Duncan, Sherman & Company
- Founded: 1852
- Fate: Bankruptcy (1875)
- Headquarters: New York City, New York
- Key people: Alexander Duncan Watts Sherman William Watts Sherman J.P. Morgan
- Products: Financial services

= Duncan, Sherman & Company =

Defunct American banking firm

Duncan, Sherman & Company was a New York City banking firm, founded in 1852, that went bankrupt in 1875.

==History==
Duncan, Sherman & Company was established in 1852 by Scottish immigrant Alexander Duncan, Watts Sherman (the former cashier and general manager of the Albany City Bank) and William Butler Duncan Sr. (Alexander Duncan's son). After incorporating, the firm purchased a lot at 11 Pine Street, on the corner of Nassau Street, and hired New York City architect Alexander Saeltzer to design the Duncan, Sherman Company building. In 1866, the firm's office suffered a fire which destroyed "some old books and duplicate letters" but did not do much damage otherwise.

When the original partnership expired on July 1, 1862, Alexander Duncan withdrew from the firm but left his capital in the firm which he assigned to his two sons, W. Butler Duncan and David Duncan. Upon the death of Watts Sherman in 1865, Francis H. Green and William Watts Sherman, Watts Sherman's son who had trained as a physician, joined the company as partners. Charles H. Dabney served as a partner in the firm, as well as the company accountant.

The firm invested heavily in Mobile and Ohio Railroad stock, and acted as the American representatives of George Peabody and Company, which was known as J.S. Morgan & Co. after George Peabody retired in 1864 and Junius S. Morgan took over (the firm later became known as Morgan Grenfell). Beginning in 1857, J.P. Morgan, son of Junius S. Morgan, apprenticed as cashier at the firm. Morgan left the bank in 1860, along with Charles H. Dabney, to establish his own firm and take over as the agent for his father's company.

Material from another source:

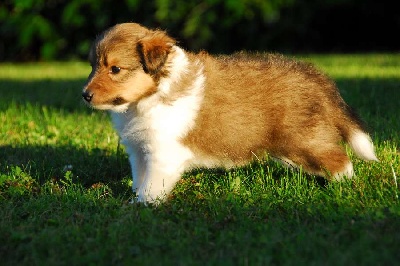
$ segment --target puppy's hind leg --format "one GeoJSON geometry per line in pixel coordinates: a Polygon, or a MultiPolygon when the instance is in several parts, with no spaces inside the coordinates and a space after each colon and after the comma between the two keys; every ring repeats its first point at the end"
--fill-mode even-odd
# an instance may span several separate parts
{"type": "Polygon", "coordinates": [[[339,144],[325,145],[323,149],[310,146],[292,149],[287,157],[307,173],[328,180],[340,181],[354,175],[353,164],[339,144]]]}
{"type": "Polygon", "coordinates": [[[314,152],[307,158],[311,171],[328,180],[341,181],[354,176],[353,164],[340,145],[314,152]]]}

In June 1875, former teller William F. Leslie, along with his accomplice, Ella Shaw ("a fine-looking young woman of about twenty-five years of age."), was charged with robbing the firm of $25,000.

===1875 failure===
On July 27, 1875, the firm failed with liabilities in excess of $5,000,000. The business was "placed in the hands of an assignee--ex Judge William D. Shipman." "The suspension of Duncan, Sherman and Company was a shock to the business community of New York and to the country. The firm was one of the oldest and strongest in the country." In 1878, Shipman auctioned the firms investment in the Mobile and Ohio Railroad, filed reports for several years thereafter.

Some initially blamed the failure of Duncan, Sherman on the Union Bank of London, however, the Union Bank had not failed, but, instead, had refused to honor the drafts of the American bank. Duncan, Sherman & Co. was due to its heavy investment in cotton on behalf of English buyers, which in 1875 had broken down markets and "spread ruin among the cotton mills in England."

In 1878, Duncan and Francis H. Grain (both of New York) and William Watts Sherman (of Newport) "lately composing the firm of Duncan, Sherman, and Company," acquired 758 shares of Franco-Texan Land Company stock through land-grant bonds which was associated with the Texas and Pacific Railway.